High Park Demons
- Full name: High Park Demons Australian Football Club
- Nickname: The Demons
- Sport: Australian rules football
- Founded: 1989
- First season: 1989
- League: AFL Ontario
- Home ground: Colonel Samuel Smith Park
- Anthem: "It's a Grand Old Flag"
- President: Darren Powell
- Head coach: Dale Simnett, Candace Kwan
- Captain: Alex Hendrix

Strip
- Red and blue guernsey, white shorts, red socks

= High Park Demons =

Australian rules football club in Canada

The High Park Demons (formerly known as the Mississauga Demons and Mississauga Mustangs) is an amateur Australian rules football club based in Toronto, Ontario, Canada.

==History==
The team began in 1989 as the Mississauga Mustangs, an inaugural member of the Canadian Australian Football Association.

On 12 October 1989, during half time of an exhibition match between the AFL teams Melbourne Demons and Geelong Football Club in Toronto, footy jumpers were presented to the team captain of the Mustangs.

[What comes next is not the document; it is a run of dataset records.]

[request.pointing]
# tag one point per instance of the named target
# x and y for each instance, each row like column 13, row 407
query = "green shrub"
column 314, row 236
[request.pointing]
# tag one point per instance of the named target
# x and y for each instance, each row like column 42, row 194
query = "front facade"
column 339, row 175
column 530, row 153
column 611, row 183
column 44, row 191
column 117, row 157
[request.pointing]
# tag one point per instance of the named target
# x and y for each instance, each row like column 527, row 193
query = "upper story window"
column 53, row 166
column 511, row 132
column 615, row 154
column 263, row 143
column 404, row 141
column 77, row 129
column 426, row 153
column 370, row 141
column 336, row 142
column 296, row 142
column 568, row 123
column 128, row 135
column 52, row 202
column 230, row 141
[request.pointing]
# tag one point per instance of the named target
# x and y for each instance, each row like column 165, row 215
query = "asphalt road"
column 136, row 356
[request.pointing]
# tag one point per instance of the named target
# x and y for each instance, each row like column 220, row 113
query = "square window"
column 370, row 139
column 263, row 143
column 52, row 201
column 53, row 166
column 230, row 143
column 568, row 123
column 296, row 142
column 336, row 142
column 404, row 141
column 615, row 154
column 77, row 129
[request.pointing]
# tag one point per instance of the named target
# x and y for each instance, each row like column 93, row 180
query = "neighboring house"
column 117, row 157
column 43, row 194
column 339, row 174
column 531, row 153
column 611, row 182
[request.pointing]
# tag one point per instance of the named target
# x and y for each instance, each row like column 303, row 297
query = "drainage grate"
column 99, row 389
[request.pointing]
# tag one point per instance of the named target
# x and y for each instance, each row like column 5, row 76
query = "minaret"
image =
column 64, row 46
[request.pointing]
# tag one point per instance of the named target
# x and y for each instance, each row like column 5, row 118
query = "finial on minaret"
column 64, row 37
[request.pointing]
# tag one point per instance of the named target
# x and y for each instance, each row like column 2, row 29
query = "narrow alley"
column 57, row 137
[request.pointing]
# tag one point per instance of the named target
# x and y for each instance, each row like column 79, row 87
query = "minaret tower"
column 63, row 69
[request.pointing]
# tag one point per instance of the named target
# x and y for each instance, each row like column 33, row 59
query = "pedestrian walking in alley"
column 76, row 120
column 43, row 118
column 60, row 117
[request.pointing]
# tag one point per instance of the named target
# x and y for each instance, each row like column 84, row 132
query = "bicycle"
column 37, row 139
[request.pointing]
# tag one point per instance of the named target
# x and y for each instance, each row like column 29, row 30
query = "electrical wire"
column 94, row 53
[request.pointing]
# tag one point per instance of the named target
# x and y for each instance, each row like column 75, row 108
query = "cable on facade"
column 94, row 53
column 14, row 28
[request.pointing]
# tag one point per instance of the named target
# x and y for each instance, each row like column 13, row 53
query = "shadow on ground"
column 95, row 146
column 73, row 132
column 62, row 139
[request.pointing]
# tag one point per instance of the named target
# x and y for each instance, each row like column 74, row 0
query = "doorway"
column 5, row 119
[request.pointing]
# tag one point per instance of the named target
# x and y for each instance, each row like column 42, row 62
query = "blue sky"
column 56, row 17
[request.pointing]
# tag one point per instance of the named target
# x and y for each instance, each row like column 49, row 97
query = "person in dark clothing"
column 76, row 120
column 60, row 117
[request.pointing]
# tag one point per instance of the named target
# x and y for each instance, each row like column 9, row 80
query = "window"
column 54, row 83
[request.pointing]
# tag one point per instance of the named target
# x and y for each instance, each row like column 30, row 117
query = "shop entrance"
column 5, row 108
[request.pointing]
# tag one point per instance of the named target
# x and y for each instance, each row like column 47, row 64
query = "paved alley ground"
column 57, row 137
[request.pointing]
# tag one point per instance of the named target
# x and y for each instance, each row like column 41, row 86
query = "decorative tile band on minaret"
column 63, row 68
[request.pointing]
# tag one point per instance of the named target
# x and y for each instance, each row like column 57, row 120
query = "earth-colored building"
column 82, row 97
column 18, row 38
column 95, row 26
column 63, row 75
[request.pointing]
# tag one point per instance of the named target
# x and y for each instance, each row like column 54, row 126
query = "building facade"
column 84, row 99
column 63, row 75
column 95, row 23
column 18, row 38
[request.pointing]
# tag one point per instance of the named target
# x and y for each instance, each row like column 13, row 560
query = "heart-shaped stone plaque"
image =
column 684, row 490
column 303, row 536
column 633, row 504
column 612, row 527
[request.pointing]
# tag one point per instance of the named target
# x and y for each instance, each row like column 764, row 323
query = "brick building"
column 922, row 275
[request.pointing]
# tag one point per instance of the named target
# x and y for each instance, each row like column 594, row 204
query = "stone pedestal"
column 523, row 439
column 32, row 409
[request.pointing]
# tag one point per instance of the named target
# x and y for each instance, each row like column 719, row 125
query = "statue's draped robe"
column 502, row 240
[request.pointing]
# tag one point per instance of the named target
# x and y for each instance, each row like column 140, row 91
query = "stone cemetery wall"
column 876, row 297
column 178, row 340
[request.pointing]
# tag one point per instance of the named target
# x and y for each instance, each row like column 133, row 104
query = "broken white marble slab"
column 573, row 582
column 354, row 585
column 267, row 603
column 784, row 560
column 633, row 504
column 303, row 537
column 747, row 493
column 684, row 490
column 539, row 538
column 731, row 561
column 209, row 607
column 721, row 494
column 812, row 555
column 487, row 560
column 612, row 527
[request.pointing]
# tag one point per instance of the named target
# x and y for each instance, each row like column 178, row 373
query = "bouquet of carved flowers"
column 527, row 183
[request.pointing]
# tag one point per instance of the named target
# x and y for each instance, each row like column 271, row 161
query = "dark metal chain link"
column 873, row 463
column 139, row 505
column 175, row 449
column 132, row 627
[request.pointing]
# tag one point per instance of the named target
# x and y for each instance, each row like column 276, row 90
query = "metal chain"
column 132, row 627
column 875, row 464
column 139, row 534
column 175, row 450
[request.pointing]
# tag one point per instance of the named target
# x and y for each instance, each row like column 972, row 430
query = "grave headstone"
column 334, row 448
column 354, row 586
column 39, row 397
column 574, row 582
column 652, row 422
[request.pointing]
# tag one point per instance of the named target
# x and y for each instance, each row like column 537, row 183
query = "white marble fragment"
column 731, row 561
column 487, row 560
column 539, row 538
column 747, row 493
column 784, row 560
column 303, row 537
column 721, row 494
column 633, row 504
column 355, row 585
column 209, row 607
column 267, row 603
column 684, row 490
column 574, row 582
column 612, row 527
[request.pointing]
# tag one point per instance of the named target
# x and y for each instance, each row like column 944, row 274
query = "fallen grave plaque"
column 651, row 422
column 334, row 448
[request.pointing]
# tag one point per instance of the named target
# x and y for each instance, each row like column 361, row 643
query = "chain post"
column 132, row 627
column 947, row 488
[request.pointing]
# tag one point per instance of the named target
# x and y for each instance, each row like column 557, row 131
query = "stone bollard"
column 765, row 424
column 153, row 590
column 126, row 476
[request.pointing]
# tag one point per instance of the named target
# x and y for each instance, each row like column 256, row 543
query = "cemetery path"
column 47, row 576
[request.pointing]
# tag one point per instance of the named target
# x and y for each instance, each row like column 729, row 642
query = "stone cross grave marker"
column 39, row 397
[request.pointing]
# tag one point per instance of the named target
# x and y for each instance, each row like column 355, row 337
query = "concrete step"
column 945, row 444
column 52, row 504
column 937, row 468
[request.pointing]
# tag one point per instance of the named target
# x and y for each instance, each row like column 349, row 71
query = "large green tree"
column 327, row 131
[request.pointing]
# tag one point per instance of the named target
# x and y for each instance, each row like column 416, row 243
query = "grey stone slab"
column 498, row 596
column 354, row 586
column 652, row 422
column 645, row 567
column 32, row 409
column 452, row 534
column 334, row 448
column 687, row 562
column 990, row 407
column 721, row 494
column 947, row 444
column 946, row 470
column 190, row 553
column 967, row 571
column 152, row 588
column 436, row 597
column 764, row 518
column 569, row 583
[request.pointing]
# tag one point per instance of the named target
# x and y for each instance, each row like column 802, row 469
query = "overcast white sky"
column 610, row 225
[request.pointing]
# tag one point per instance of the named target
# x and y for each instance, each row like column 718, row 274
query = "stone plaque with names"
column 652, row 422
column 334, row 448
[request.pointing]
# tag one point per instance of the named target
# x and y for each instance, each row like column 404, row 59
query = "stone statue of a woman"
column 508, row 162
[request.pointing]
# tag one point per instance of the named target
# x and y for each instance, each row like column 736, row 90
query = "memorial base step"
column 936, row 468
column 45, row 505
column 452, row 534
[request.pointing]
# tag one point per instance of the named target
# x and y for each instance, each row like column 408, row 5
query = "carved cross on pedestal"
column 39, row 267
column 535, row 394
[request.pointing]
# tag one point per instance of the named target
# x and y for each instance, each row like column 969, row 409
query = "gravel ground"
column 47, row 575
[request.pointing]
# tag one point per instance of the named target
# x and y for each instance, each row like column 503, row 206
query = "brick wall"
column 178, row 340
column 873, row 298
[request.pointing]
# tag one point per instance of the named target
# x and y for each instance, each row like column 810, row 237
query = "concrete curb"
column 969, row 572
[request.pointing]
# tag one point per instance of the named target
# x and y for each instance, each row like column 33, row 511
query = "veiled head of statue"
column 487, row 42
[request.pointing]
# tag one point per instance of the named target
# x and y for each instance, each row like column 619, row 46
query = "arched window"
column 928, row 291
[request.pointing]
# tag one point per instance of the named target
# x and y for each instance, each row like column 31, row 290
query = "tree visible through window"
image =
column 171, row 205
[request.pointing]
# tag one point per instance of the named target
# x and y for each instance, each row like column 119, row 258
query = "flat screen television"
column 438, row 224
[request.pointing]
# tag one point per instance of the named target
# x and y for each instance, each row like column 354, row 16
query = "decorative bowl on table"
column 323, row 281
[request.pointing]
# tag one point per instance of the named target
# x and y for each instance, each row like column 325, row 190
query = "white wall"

Two days later the Mustangs were defeated by the Panthers 65 to 48, winning the inaugural Conacher Cup.

In 1999, the Brampton Wolverines disbanded due to a shortage of players, with the remaining players joining the Mississauga Mustangs.

In 2004, the team was renamed the Demons, and adopted the identity of the Melbourne Demons AFL club.

In 2007, the club relocated to High Park and changed their name.